The Swiss canton of Obwalden sits at the center of the country and is part of the Old Swiss Confederacy, said to have formed in 1291. Its current borders define two non-contiguous regions; this route describes an aesthetic loop around the entire larger, western part, winding through mountains high above Lake Sarnen.
The route is is mostly between 1000 and 2000m, over steep green (in the summer) mountains, covered with cow pastures. The full loop is approximately 125 km long with 7500m of climbing.
Most of the route follows the Obwaldner Höhenweg, Swiss Regional Route 57, which winds over and past many of the attractions of the area: fantastic folds of exposed rock, knife-edged ridges, cows (lots of cows), alpine lakes, views of snow-capped peaks, and more. In typical Swiss style, the official route starts and ends at enormous cable car stations on the tops of mountains, catering to rich tourists: Pilatus and the Stanserhorn. You'll notice a strange non-direct wiggle in the southeast where the trail leads you through Älggi-Alp, the geographic center of the country (so it's no coincidence if your GPS track cuts through the "e" in "Switzerland"!).
The FKT route is easy to describe - simply connect the endpoints of the Obwaldner Höhenweg to complete a loop. There are several ways to do this on high quality, marked hiking trails.
You must:
- move only on foot.
- complete all sections of the Obwaldner Höhenweg (Regional Route 57).

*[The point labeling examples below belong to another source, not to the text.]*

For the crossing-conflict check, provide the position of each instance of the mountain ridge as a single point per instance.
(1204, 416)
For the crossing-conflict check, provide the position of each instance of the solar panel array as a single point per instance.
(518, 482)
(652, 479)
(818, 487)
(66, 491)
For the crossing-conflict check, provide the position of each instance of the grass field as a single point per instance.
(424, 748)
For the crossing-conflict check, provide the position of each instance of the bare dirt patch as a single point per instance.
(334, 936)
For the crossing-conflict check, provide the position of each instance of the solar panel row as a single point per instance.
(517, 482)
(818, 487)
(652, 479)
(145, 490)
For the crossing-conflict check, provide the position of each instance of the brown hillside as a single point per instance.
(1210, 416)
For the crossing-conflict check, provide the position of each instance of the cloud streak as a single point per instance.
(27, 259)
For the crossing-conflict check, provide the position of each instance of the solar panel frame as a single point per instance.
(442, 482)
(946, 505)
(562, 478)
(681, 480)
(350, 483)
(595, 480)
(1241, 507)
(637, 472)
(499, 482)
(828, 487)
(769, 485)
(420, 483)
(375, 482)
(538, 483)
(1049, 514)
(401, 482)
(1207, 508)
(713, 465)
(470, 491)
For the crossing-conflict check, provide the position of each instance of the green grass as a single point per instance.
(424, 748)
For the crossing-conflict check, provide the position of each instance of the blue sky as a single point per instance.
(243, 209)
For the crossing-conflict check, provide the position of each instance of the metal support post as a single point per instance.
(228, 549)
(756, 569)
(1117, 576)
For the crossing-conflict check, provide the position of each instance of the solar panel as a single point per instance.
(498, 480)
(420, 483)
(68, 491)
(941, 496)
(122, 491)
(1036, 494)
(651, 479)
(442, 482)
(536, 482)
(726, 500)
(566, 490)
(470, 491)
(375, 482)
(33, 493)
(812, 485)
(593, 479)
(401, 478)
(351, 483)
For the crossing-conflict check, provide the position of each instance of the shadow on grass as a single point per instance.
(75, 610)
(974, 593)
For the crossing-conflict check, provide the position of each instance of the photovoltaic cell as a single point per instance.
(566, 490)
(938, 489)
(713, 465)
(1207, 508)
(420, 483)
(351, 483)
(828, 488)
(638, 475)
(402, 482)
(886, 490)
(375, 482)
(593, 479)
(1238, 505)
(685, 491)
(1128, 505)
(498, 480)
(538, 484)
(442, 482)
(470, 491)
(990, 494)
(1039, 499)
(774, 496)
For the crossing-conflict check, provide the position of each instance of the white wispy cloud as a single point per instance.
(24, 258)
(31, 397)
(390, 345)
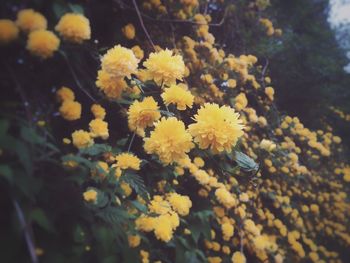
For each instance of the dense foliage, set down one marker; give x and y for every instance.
(147, 131)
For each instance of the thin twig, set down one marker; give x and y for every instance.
(142, 24)
(241, 234)
(181, 21)
(264, 72)
(21, 93)
(77, 81)
(28, 237)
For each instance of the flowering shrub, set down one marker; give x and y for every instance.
(162, 146)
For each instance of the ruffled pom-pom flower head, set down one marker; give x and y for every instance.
(120, 62)
(8, 31)
(169, 140)
(217, 128)
(164, 67)
(74, 28)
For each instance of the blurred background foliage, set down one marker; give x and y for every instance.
(306, 65)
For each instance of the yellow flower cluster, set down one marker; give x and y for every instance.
(82, 139)
(178, 95)
(169, 140)
(143, 114)
(90, 196)
(165, 68)
(167, 220)
(74, 28)
(119, 62)
(99, 128)
(206, 133)
(127, 161)
(129, 31)
(8, 31)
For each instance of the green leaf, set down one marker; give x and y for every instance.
(96, 149)
(139, 206)
(4, 126)
(245, 162)
(80, 160)
(135, 182)
(38, 216)
(29, 135)
(6, 171)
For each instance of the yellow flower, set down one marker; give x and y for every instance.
(90, 196)
(42, 43)
(98, 111)
(129, 31)
(82, 139)
(180, 203)
(231, 83)
(267, 145)
(128, 161)
(120, 62)
(134, 240)
(138, 52)
(225, 197)
(241, 101)
(179, 96)
(64, 94)
(216, 127)
(227, 231)
(126, 188)
(70, 110)
(74, 28)
(29, 20)
(143, 114)
(164, 67)
(238, 257)
(111, 87)
(8, 31)
(198, 161)
(99, 128)
(145, 223)
(250, 226)
(269, 91)
(169, 140)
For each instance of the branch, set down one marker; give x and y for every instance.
(142, 24)
(77, 81)
(28, 237)
(21, 93)
(140, 14)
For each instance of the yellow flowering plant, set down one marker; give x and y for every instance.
(146, 137)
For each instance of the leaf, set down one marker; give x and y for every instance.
(4, 126)
(38, 216)
(142, 208)
(245, 162)
(6, 171)
(78, 159)
(114, 215)
(96, 149)
(135, 182)
(24, 155)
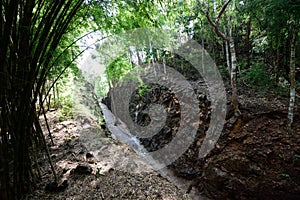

- return to your starting point.
Further clarifications:
- It doesn't matter where you start, which direction you go, if you backtrack, or if you do the sections out of order.
- Route 57 begins and ends at the cable car stations on Pilatus and the Stanserhorn. You don't have to tag the true summits.
- For the portion between the endpoints of the marked regional route, only use routes which are ethical and legal.
- There are at least two sections where short portions of the trail have been rerouted, as of September 2020, and old markings removed. Here, it is acceptable to follow the new trails (which are marked so clearly that one would certainly take them unless assiduously following a GPS track).
The route features a good deal of elevation change and varied surfaces, from paved and dirt roads to airy ridges to root-choked forest ruts to stone pathways to a couple of short sections with fixed cables/ropes. It is well marked but at night there are places which which would require a powerful headlamp to see somewhat-distant trail markers. There are several hotels, restaurants, and shops along the route, which provide options for self-support, and several road crossings, cablecars, and access trails which provide options for full support.
For more information on the route, see the description on the SwitzerlandMobility website,
- https://www.schweizmobil.ch/en/hiking-in-switzerland/routes/regional-routes/route-057.html
- https://web.archive.org/web/20200914165214/https://www.schweizmobil.ch/en/wanderland/routen/route-057.html (snapshot in English)
- https://web.archive.org/web/20200914164921/https://www.schweizmobil.ch/de/wanderland/routen/route-057.html (snapshot in German)
(Note that at the time of this writing, the elevation profiles linked to on the website correspond to an older version of the route which ended at Eggen, not the Stanserhorn. The FKT route here includes Route 57, as of September 2020, to the Stanserhorn.)